「このままではすべての産業で日本が負けかねない、という危機感がある」 経済産業省・商務情報政策局情報経済課長の佐野究一郎氏はこう語る。経産省は5月21日、「CPSによるデータ駆動型社会の到来を見据えた変革」と題する報告書の中間取りまとめを発表(図表1)。CPSとはサイバー・フィジカル・システムの略で、AI(人工知能)技術により実世界から得られたデータを分析・解析し、その結果を実世界にフィードバックする仕組みをいう。

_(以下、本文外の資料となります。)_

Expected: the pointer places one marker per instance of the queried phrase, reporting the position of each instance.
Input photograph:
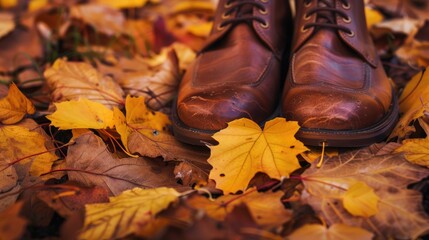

グーグルはまさにこの「CPSによるデータ駆動型社会」の分野で覇者になりつつある。同分野には製造工場や車・交通、スマートハウス、医療・健康、インフラなど、ビッグデータ時代のあらゆるビジネスチャンスが眠っている(図表1)。
前ページまでのとおり、グーグルはAI技術を核にあらゆる産業で主導権を握ろうとしている。佐野課長は今回出した報告書について「グーグル狙い撃ちではない」とするが、すでに携帯電話では米アップル、グーグルに主導権を握られたという苦い経験がある。AI技術の国別特許出願件数で見ても、日本は大きく後れを取っている状況だ(図表2)。世界では米GEなどの存在感も大きいが、この先、国家の仮想敵としてグーグルが設定されているのは間違いないと見ていいだろう。